Normandy, 1944. To cover the fighting in France, Jane, a reporter for the Nashville Banner, and Liv, an Associated Press photographer, have already had to endure enormous danger and frustrating obstacles—including strict military regulations limiting what women correspondents can do. Even so, Liv wants more.

Encouraged by her husband, the editor of a New York newspaper, she’s determined to be the first photographer to reach Paris with the Allies, and capture its freedom from the Nazis.

However, her Commanding Officer has other ideas about the role of women in the press corps. To fulfill her ambitions, Liv must go AWOL. She persuades Jane to join her, and the two women find a guardian angel in Fletcher, a British military photographer who reluctantly agrees to escort them. As they race for Paris across the perilous French countryside, Liv, Jane, and Fletcher forge an indelible emotional bond that will transform them and reverberate long after the war is over.
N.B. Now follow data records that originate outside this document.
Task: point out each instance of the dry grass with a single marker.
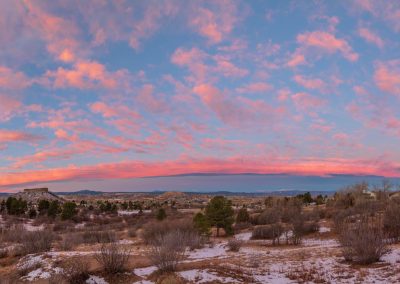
(75, 271)
(113, 258)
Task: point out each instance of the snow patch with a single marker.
(96, 280)
(323, 229)
(145, 271)
(244, 236)
(217, 251)
(205, 276)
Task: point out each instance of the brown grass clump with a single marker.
(167, 250)
(37, 241)
(363, 242)
(113, 258)
(234, 244)
(75, 271)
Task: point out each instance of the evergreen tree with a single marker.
(161, 214)
(68, 211)
(201, 224)
(54, 209)
(219, 213)
(243, 216)
(43, 206)
(16, 206)
(32, 213)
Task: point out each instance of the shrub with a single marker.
(37, 241)
(234, 244)
(298, 228)
(153, 230)
(243, 216)
(3, 252)
(113, 258)
(363, 242)
(16, 206)
(269, 232)
(14, 234)
(70, 240)
(167, 250)
(68, 211)
(132, 232)
(161, 214)
(91, 237)
(269, 216)
(75, 271)
(201, 224)
(219, 213)
(391, 220)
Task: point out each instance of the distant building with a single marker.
(37, 190)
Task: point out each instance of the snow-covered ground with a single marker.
(31, 228)
(314, 261)
(217, 251)
(96, 280)
(205, 276)
(132, 212)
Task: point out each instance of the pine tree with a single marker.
(201, 224)
(219, 213)
(243, 216)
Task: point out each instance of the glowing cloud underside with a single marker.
(156, 88)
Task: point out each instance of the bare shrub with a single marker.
(299, 229)
(269, 216)
(363, 242)
(113, 257)
(75, 271)
(269, 232)
(391, 220)
(241, 226)
(167, 250)
(3, 252)
(92, 237)
(13, 233)
(234, 244)
(28, 267)
(189, 235)
(69, 241)
(37, 241)
(132, 232)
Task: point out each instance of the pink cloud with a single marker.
(228, 69)
(387, 76)
(327, 42)
(257, 87)
(204, 67)
(309, 83)
(133, 169)
(295, 60)
(371, 37)
(307, 103)
(13, 136)
(84, 75)
(9, 107)
(12, 80)
(237, 111)
(60, 35)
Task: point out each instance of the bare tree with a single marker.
(363, 242)
(167, 250)
(113, 257)
(234, 244)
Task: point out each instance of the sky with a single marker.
(96, 92)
Based on daring, real-life female reporters on the front lines of history like Margaret Bourke-White, Lee Miller, and Martha Gellhorn—and with cameos by other famous faces of the time—The Race for Paris is an absorbing, atmospheric saga full of drama, adventure, and passion. Combining riveting storytelling with expert literary craftsmanship and thorough research, Meg Waite Clayton crafts a compelling, resonant read.\
 
Review: I received an uncorrected proof copy of this novel from HarperCollins. Based on the true story of female reporters during World War II, this novel is told from the perspective of Jane, a reporter from the Nashville Banner who is covering the fighting in France. While there, Jane meets Liv, an Associated Press photographer, who is determined that they will be the first to report out of liberated Paris - despite the strict military regulations prohibiting women from traveling that close to the front. Liv decides to go AWOL, taking Jane with her. Along the way, they gain the help of Fletcher, a British military photographer, and together the trio travel closer and closer to the action, documenting a permanent record of the atrocities of the war.
 
There's a lot of tension between the three colleagues. Liv is married to Charles Harper, the editor in chief of the New York Press. Her husband is friends with Fletcher, but that doesn't stop the two from being drawn to each other. Meanwhile, Jane is developing a crush on Fletcher, while trying to get over the boy who back home who left her to marry a much wealthier girl. While the primary focus was on the war and their correspondence work, their tension between the trio is palpable, and the author did a great job setting the scene for each of the three's personal trials that led to their present circumstances.
 
This novel does an excellent job describing the scenes of war, making it fitting that the narrator is a war reporter. "I was watching the Count finger a patient's intestines for bullet holes and shell fragments in the beam of a flashlight" (16). Jane, Liv, and Fletcher witness the gruesome aftermath of war on France - the wounded, the stripped countryside, starving children, decaying bodies. However at times the novel felt like it devoted almost too much time to setting the stage and describing the war. It almost felt like a fictionalized history of what war reporters would have experienced in France rather than a novel detailing the story of three individuals. "It seemed every journalist in France lounged in the lobby that morning or crowded into the basement bar [...]. Floyd Davis of Life had sketched a colored-pencil cartoon of the bar scene: a brutish Ernest Hemingway, Janet Flanner, and William Shirer of CBS at the front table while Lee Miller and others partied in the background and Robert Capa, in battle dress, observed" (212). At times I wondered if the result of the author's interest and research into female reporters would have resulted in a stronger non-fiction account than a novel.
 
This was a fast read about a facet of the second world war that is rarely covered in detail in other novels of the time period. I enjoyed reading about pioneering female reporters who seized the opening the war gave them to demonstrate that women could write and photograph just as well as men, while also documenting the war for generations to come.